In an effort to stay woke, here are three ways to reframe how you talk about sexual assault.
“I BELIEVE YOU”
When Liz Peralta, 24, was 6 years old, she says a man raped her. Beyond the actual assault itself, Peralta tells NationSwell that the biggest challenge was getting over how her mother seemed to blame her for what happened.
“Up until I was 17 I felt like it was my fault. And I remember my mom — she didn’t intentionally mean it — but her reaction was, ‘How could you do this?’” Peralta says. “I felt like I did this terrible thing, but I was 6. To be scared and to feel alone, those words definitely resonated with me.”
The Rape, Abuse and Incest National Network also suggests using other supportive, sensitive phrases, like “You didn’t do anything to deserve this,” “It took a lot of courage to share this with me,” or “You are not alone.”
Giving an empathetic response can be challenging to some. That’s because your reply can have less to do with believing whether or not an assault happened and more to do with how you were raised.
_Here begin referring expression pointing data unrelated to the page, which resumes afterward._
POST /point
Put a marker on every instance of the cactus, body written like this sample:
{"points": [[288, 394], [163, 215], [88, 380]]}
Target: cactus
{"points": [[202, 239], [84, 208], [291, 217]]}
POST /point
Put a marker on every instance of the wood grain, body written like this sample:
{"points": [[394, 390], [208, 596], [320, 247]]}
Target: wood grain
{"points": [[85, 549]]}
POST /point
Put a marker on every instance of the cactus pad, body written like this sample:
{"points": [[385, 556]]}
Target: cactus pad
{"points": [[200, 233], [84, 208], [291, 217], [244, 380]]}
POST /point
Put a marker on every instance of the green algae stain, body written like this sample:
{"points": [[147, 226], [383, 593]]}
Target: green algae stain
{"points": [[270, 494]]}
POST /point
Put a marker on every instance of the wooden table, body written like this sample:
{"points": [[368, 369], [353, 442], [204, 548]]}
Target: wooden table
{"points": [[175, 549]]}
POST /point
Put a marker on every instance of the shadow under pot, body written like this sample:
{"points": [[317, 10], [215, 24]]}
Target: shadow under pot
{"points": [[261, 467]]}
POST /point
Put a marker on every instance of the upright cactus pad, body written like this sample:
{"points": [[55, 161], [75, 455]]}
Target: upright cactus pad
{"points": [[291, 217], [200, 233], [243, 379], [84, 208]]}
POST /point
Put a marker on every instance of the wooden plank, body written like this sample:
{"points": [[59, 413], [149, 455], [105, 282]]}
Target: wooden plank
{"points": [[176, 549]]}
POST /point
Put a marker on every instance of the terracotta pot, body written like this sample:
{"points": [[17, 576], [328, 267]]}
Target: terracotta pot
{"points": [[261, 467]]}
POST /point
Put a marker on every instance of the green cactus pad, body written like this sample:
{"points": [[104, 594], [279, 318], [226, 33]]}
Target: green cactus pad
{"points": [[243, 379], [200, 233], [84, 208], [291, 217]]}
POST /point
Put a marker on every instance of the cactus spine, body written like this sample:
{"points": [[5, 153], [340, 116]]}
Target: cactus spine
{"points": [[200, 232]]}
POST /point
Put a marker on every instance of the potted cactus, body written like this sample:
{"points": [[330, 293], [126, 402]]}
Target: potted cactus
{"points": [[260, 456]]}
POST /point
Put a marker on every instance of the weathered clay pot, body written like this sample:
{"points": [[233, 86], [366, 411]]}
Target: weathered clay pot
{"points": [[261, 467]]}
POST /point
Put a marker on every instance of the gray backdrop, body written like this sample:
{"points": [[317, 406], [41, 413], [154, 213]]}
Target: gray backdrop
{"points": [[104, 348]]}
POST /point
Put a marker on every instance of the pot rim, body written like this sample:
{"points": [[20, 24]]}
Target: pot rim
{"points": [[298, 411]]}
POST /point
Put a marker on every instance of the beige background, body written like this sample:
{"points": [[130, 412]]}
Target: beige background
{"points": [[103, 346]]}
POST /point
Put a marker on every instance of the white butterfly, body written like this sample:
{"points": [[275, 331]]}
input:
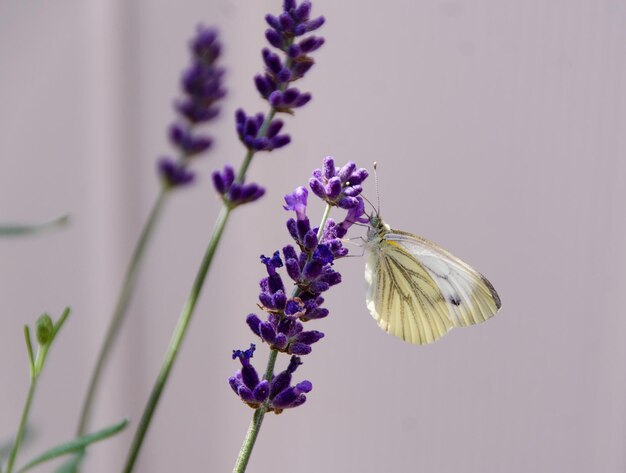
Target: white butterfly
{"points": [[418, 291]]}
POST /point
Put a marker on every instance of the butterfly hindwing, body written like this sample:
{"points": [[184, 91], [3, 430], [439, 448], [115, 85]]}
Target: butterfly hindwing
{"points": [[419, 291]]}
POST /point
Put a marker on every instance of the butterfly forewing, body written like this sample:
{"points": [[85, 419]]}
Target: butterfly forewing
{"points": [[419, 291]]}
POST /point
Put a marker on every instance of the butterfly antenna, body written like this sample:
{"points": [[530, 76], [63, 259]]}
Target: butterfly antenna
{"points": [[369, 202], [377, 193]]}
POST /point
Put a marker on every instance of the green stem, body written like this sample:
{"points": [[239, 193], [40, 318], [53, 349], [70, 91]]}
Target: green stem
{"points": [[119, 313], [259, 414], [250, 154], [20, 432], [176, 340], [250, 440], [187, 312]]}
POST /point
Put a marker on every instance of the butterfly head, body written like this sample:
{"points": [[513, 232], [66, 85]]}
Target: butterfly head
{"points": [[377, 227]]}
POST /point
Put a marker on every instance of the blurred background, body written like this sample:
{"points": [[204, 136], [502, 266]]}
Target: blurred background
{"points": [[500, 132]]}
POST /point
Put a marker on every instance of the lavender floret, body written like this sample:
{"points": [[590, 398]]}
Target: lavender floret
{"points": [[309, 264], [202, 87]]}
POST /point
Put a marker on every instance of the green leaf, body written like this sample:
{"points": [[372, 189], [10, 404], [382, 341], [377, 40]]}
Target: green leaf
{"points": [[10, 230], [71, 466], [74, 446], [7, 446]]}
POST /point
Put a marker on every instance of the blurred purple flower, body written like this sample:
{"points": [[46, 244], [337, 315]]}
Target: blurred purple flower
{"points": [[202, 87]]}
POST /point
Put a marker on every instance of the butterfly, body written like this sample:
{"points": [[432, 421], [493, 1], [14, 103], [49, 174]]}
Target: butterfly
{"points": [[418, 291]]}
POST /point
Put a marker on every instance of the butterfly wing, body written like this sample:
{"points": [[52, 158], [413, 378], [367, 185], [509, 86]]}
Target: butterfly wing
{"points": [[418, 291]]}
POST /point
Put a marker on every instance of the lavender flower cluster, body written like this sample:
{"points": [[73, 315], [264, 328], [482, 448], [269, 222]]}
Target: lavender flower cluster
{"points": [[255, 131], [309, 264], [202, 86]]}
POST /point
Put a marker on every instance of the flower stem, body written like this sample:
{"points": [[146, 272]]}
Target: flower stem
{"points": [[250, 154], [259, 414], [119, 313], [187, 312], [176, 340], [20, 432], [249, 441]]}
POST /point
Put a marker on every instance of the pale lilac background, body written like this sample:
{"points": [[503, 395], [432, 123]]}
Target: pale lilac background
{"points": [[499, 126]]}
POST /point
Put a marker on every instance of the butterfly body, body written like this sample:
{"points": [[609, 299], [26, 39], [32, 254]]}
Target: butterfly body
{"points": [[418, 291]]}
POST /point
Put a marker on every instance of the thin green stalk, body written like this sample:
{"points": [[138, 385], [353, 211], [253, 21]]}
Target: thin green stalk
{"points": [[249, 155], [246, 448], [176, 340], [187, 312], [119, 313], [259, 414], [35, 367], [20, 431]]}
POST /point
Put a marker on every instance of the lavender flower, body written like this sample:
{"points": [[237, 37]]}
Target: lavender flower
{"points": [[202, 86], [278, 393], [262, 134], [309, 265], [233, 193]]}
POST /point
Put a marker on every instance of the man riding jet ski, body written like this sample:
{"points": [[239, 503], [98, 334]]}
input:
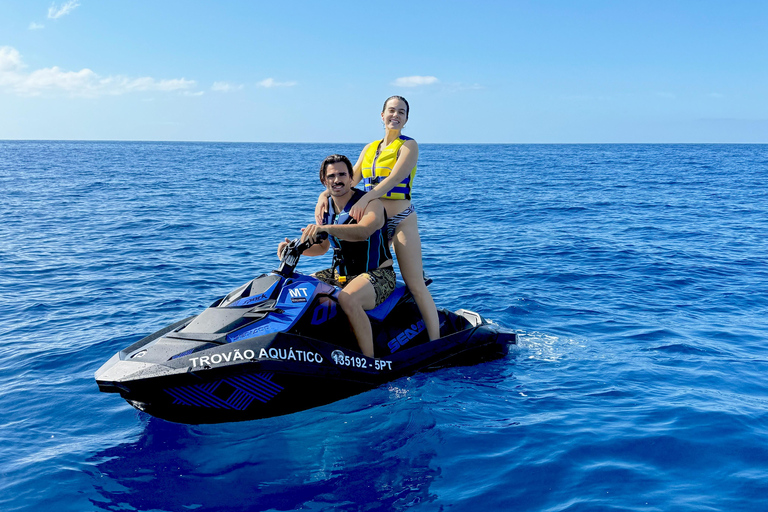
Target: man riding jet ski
{"points": [[284, 342]]}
A 2016 study found that those who place a higher value on obedience and loyalty are more likely to believe survivors of assault. But those who hold general welfare in higher regard place blame on the assailants.
“HE ASSAULTED HER”
“Animal Farm” and “1984” author George Orwell famously declared, “Never use the passive where you can use the active.” Grammatically speaking, it’s more effective to use an active voice than a passive one. (In other words, say someone did something to someone rather than someone experienced a something by a someone.)
But how does that play into discussions about sexual assault?
“We talk about how many women were raped last year, not about how many men raped women,” says Jackson Katz, activist and founder of MVP Strategies (which provides gender violence prevention education and leadership training) whose quote from a TED Talk last year is currently making the rounds online. “You can see how the use of the passive voice has a political effect. [It] shifts the focus off men and boys and onto girls and women.”
In 2001, University of Kent sociology professor Gerd Bohner published research on the use of passive voice when describing sexual assaults in the British Journal of Psychology. His findings? Those who read passive voice headlines are less likely to hold assailants culpable.
“WHEN A WOMAN SAYS NO, I WILL STOP #HOWIWILLCHANGE”
Men can share how they will act appropriately and be allies to assault survivors by using the hashtag #HowIWillChange.
Guys, it’s our turn.
— Benjamin Law 🌈 (@mrbenjaminlaw) October 16, 2017
Adding male voices to the discussion about sexual assault is particularly powerful, considering that up to 30 percent of men don’t believe that rape exists, according to a study published by the University of North Dakota’s Counseling Psychology and Community Services department.